Our model produced a MSE = 0.015 (RMSE = 0.123) with statistically significant results for all predictors. The RMSE quantifies the models predictive capability in the context of regression such that it measures the average difference between the observed values and the predicted values of our model. In other words, the model predicts overall satisfaction within .12 of the actual satisfaction scores for the training data set. Although robust and promising, true confirmation of performance is assessed on the training data set via precision grades below.

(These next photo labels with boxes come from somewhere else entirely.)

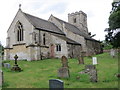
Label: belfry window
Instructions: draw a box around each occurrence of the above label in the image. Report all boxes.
[16,22,24,41]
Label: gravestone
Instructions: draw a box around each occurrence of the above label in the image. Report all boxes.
[78,55,84,64]
[49,79,64,90]
[3,63,10,68]
[85,65,97,82]
[11,55,21,72]
[58,56,70,78]
[0,70,4,86]
[110,49,115,58]
[0,62,2,67]
[61,56,68,67]
[58,67,70,78]
[92,57,97,65]
[90,69,97,82]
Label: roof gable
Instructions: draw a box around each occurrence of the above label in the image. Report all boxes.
[24,13,65,35]
[52,15,92,40]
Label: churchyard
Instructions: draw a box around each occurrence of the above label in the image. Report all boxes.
[2,53,118,88]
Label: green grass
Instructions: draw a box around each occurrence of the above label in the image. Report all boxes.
[3,53,118,88]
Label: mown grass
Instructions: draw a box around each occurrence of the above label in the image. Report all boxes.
[3,53,118,88]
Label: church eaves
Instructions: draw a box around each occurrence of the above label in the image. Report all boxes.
[23,12,65,35]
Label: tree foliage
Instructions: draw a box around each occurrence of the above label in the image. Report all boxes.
[105,2,120,48]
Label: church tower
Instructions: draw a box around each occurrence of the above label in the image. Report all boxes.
[68,11,88,34]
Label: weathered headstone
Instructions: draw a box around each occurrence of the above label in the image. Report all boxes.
[11,55,21,72]
[61,56,68,67]
[110,49,115,58]
[58,56,70,78]
[0,70,4,86]
[85,65,98,82]
[78,55,84,64]
[3,63,10,68]
[92,57,97,65]
[90,69,97,82]
[49,79,64,90]
[58,67,70,78]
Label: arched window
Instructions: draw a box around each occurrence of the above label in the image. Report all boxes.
[43,33,45,45]
[16,22,24,41]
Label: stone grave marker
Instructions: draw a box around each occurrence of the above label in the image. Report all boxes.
[61,56,68,67]
[0,70,4,86]
[11,55,21,72]
[3,63,10,68]
[85,65,98,82]
[58,67,70,78]
[58,56,70,78]
[0,62,2,67]
[110,49,115,58]
[78,55,84,64]
[92,57,97,65]
[90,69,98,82]
[49,79,64,90]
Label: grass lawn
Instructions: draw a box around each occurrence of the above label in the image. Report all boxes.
[3,53,118,88]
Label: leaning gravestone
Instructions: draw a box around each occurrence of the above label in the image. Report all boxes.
[11,55,21,72]
[3,63,10,68]
[49,79,64,90]
[85,65,98,82]
[110,49,115,58]
[58,56,70,78]
[61,56,68,67]
[92,57,97,65]
[78,55,84,64]
[58,67,70,78]
[0,70,4,86]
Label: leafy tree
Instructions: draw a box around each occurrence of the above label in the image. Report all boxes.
[0,43,4,55]
[105,1,120,48]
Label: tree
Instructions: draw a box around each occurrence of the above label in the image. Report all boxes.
[105,1,120,48]
[0,42,4,56]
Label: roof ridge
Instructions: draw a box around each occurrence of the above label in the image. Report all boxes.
[52,15,90,36]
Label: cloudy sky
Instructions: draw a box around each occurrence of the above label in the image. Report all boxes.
[0,0,113,46]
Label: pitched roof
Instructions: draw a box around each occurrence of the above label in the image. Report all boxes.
[54,34,81,45]
[52,15,97,41]
[23,12,65,35]
[23,12,81,45]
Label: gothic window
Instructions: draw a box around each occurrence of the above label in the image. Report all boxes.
[43,33,46,45]
[16,22,24,41]
[73,18,76,23]
[56,44,61,51]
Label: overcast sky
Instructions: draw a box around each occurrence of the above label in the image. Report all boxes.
[0,0,113,46]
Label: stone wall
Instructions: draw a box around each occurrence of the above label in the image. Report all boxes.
[86,40,102,56]
[67,44,82,58]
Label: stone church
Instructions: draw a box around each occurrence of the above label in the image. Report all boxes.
[4,8,101,61]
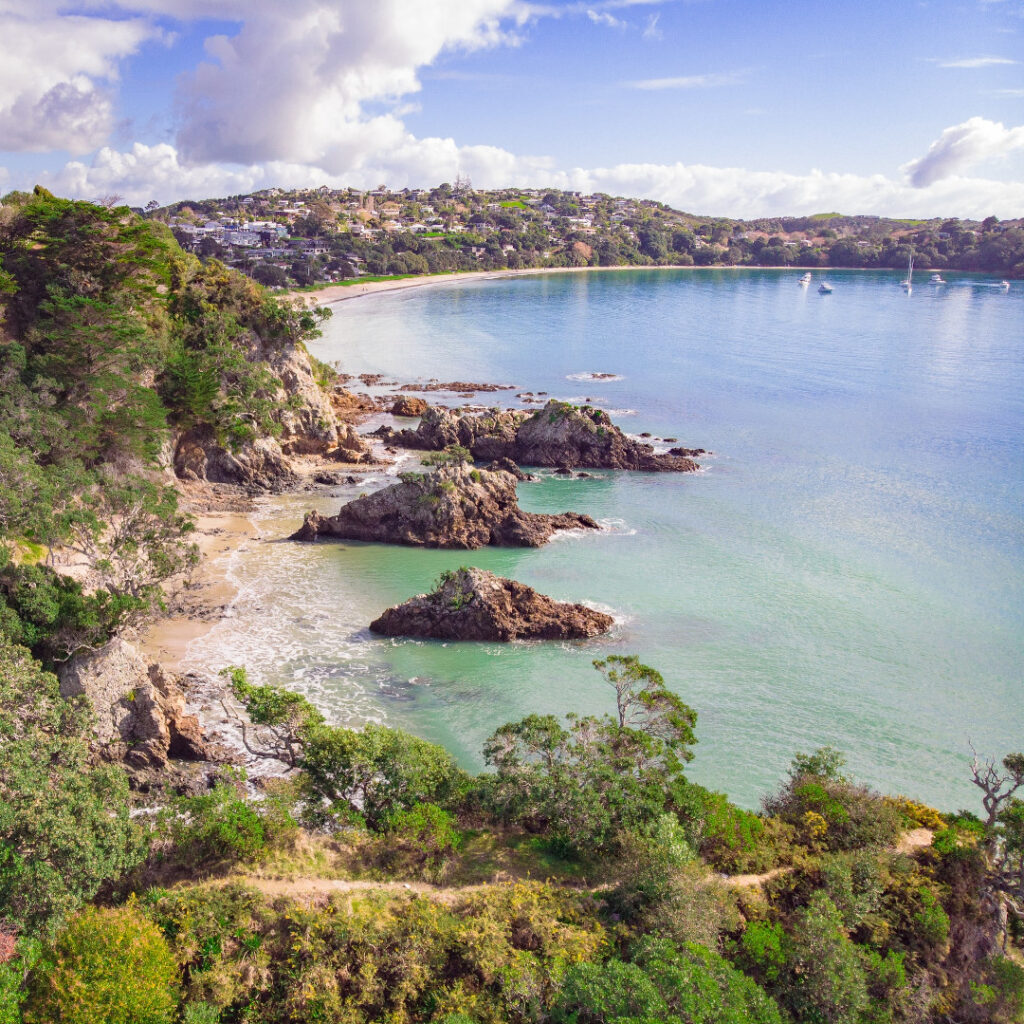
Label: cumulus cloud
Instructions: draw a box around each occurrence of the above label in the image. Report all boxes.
[901,118,1024,188]
[587,8,627,29]
[172,0,526,171]
[29,134,1024,218]
[0,11,162,153]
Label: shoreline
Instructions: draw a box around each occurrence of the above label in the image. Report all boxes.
[137,510,261,672]
[276,263,976,306]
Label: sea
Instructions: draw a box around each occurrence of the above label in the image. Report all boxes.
[180,268,1024,810]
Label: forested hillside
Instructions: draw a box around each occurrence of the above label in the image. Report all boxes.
[0,189,1024,1024]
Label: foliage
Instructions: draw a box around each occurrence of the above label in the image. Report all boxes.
[0,548,143,667]
[147,884,605,1024]
[552,939,783,1024]
[764,748,901,850]
[159,775,296,868]
[0,638,142,934]
[25,907,178,1024]
[220,666,324,768]
[300,723,468,829]
[484,657,696,856]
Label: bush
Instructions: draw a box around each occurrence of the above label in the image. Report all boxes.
[764,748,902,851]
[301,724,468,829]
[161,776,296,867]
[552,938,782,1024]
[25,907,178,1024]
[673,782,786,874]
[0,637,143,935]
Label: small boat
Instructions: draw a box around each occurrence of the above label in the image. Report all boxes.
[899,253,913,295]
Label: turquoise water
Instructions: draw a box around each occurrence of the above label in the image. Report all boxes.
[186,270,1024,808]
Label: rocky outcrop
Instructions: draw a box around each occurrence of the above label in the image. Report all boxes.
[58,638,219,785]
[370,568,613,642]
[391,394,430,416]
[329,423,375,464]
[377,399,699,473]
[292,465,598,549]
[174,429,298,490]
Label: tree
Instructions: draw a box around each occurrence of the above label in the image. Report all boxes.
[299,723,467,828]
[483,657,696,856]
[0,636,142,934]
[971,746,1024,827]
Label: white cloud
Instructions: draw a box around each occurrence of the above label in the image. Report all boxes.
[901,118,1024,188]
[172,0,526,171]
[625,71,748,90]
[939,57,1020,68]
[29,133,1024,218]
[0,12,162,153]
[587,8,628,29]
[643,12,665,39]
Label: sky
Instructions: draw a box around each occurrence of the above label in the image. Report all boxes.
[0,0,1024,219]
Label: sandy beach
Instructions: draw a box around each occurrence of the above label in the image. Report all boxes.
[290,265,704,306]
[138,511,259,672]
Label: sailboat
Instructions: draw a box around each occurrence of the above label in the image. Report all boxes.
[900,253,913,295]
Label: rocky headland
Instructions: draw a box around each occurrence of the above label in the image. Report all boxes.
[291,464,598,549]
[375,398,700,473]
[370,568,613,642]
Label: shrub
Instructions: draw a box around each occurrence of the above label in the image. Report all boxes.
[552,938,782,1024]
[764,748,902,851]
[673,782,784,874]
[162,776,296,867]
[301,724,468,829]
[25,907,178,1024]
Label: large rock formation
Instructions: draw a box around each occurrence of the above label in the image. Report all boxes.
[173,331,374,490]
[292,465,598,548]
[376,399,699,473]
[370,568,613,642]
[58,638,218,785]
[370,568,613,642]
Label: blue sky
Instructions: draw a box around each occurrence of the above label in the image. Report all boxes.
[0,0,1024,217]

Analysis of Variance Table
Response: F68_rt
Df Sum Sq Mean Sq F value Pr(>F)
personal_issues_3_rt 1 76.254 76.254 5196.77 < 2.2e-16 ***
nurses_3 1 5.688 5.688 387.64 < 2.2e-16 ***
C4_rt 1 3.280 3.280 223.52 < 2.2e-16 ***
Residuals 2045 30.007 0.015
---
Signif. codes: 0 '***' 0.001 '**' 0.01 '*' 0.05 '.' 0.1 ' ' 1
If the data was obtained via random sampling, the model then could be used as an estimate for the true target population’s overall satisfaction. Residual plots were used to test residual normality and linearity with P(F) = .57 on one degree of freedom for Tukey’s test for non-additivity. Residual values lie within three standard deviations with a few minor exceptions in the fitted values, prompting an opportunity for different optimization methods. The apparent uncaptured variation between the predictor variables calls for models suited for continuous ordinal data such as logistic, poisson, or generalized linear models that can capture different types of distributions.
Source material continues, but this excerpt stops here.